Replace all null values in the TableFrame with the given value.

Parameters:

value – The value to replace null with.

Example:

>>> import tabsdata as td
>>>
>>> tf: td.TableFrame ...
>>>
┌──────┬──────┐
│ x    ┆ y    │
│ ---  ┆ ---  │
│ f64  ┆ f64  │
╞══════╪══════╡
│ 1.0  ┆ 2.0  │
│ 2.0  ┆ 2.0  │
│ NaN  ┆ NaN  │
│ 4.0  ┆ NaN  │
│ 5.0  ┆ null │
│ null ┆ null │
└──────┴──────┘
>>>
>>> tf.fill_null(20)
>>>
┌──────┬──────┐
│ x    ┆ y    │
│ ---  ┆ ---  │
│ f64  ┆ f64  │
╞══════╪══════╡
│ 1.0  ┆ 2.0  │
│ 2.0  ┆ 2.0  │
│ NaN  ┆ NaN  │
│ 4.0  ┆ NaN  │
│ 5.0  ┆ 20.0 │
│ 20.0 ┆ 20.0 │
└──────┴──────┘
Expr.alias(
name: str,
) Expr
Categories:

manipulation

Set the name for a column or expression.

Parameters:

name – Column or expression new name. The name must be a word ([A-Za-z_][A-Za-z0-9_]*) of up to 100 characters.

Example:

>>> import tabsdata as td
>>>
>>> tf: td.TableFrame ...
>>>
>>> tf.select(td.col("age"), td.col("age").alias("Age"))
>>>
┌──────┬──────┐
│ age  ┆ Age  │
│ ---  ┆ ---  │
│ i64  ┆ i64  │
╞══════╪══════╡
│ 1    ┆ 1    │
│ 15   ┆ 15   │
│ 18   ┆ 18   │
│ 60   ┆ 60   │
│ 60   ┆ 60   │
│ 75   ┆ 75   │
│ null ┆ null │
└──────┴──────┘
Expr.fill_nan(
value: int | float | Expr | None,
) Expr
Categories:

manipulation

Replace NaN values with the given value.

Parameters:

value – The value to replace NaN values with.

Example:

>>> import tabsdata as td
>>>
>>> tf: td.TableFrame ...
>>>
>>> tf = tf.select(td.col("val"), td.col("val").fill_nan(5.5)
>>>        .alias("fill_nan"))
>>>
┌──────┬──────────┐
│ val  ┆ fill_nan │
│ ---  ┆ ---      │
│ f64  ┆ f64      │
╞══════╪══════════╡
│ 1.1  ┆ 1.1      │
│ 2.0  ┆ 2.0      │
│ inf  ┆ inf      │
│ null ┆ null     │
│ NaN  ┆ 5.5      │
└──────┴──────────┘
Expr.fill_null(
value: Any | Expr | None = None,
strategy: Literal['forward', 'backward', 'min', 'max', 'mean', 'zero', 'one'] | None = None,
limit: int | None = None,
) Expr
Categories:

manipulation

Replace null values with the given value.

Parameters:
  • value – The value to replace null values with.

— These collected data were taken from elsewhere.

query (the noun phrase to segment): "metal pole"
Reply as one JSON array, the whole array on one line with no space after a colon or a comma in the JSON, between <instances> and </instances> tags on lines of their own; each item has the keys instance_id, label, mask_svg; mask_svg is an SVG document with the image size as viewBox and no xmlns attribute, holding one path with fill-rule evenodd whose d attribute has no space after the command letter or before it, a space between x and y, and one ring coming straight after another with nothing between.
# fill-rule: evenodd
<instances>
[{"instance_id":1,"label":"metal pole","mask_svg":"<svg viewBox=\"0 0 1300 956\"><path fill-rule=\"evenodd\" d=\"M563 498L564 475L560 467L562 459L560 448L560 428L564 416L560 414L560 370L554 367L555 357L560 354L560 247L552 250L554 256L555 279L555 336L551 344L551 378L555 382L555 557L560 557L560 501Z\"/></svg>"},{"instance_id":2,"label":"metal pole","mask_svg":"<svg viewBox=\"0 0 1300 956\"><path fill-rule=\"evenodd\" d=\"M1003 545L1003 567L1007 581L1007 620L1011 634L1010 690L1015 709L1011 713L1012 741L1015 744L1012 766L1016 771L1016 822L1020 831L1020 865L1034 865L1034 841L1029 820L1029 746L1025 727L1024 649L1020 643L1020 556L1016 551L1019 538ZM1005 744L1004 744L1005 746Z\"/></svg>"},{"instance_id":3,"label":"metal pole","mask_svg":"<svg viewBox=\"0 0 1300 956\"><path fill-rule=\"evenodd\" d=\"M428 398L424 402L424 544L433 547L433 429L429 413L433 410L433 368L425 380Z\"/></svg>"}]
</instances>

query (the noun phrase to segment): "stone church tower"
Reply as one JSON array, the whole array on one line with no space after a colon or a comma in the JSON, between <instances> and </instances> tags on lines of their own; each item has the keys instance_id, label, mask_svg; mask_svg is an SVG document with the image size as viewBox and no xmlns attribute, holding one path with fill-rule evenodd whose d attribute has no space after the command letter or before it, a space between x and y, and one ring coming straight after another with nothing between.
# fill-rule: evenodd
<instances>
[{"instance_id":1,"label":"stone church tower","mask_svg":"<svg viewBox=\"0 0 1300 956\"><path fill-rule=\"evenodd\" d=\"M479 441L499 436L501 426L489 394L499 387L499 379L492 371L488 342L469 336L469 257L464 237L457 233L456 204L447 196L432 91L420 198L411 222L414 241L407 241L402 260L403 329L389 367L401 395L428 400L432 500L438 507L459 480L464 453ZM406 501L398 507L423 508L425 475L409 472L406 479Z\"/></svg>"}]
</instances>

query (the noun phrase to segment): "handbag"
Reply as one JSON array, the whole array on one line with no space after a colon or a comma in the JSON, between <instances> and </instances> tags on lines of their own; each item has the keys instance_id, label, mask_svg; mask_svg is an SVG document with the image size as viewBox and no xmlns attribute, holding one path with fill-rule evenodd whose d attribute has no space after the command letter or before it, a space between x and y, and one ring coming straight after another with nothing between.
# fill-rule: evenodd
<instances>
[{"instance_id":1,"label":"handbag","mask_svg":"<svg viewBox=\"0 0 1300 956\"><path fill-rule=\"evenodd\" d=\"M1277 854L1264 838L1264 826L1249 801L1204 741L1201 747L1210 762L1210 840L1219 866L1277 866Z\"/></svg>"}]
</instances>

  • strategy – The strategy to use for filling null values.

  • limit – The maximum number of null values to replace.

Example:

>>> import tabsdata as td
>>>
>>> tf: td.TableFrame ...
>>>
>>> tf = tf.select(td.col("val"), td.col("val")
>>>        .fill_null(5.5).alias("fill_null"))
>>>
┌──────┬───────────┐
│ val  ┆ fill_null │
│ ---  ┆ ---       │
│ f64  ┆ f64       │
╞══════╪═══════════╡
│ -1.0 ┆ -1.0      │
│ 0.0  ┆ 0.0       │
│ 1.1  ┆ 1.1       │
│ 2.0  ┆ 2.0       │
│ inf  ┆ inf       │
│ null ┆ 5.5       │
│ NaN  ┆ NaN       │
└──────┴───────────┘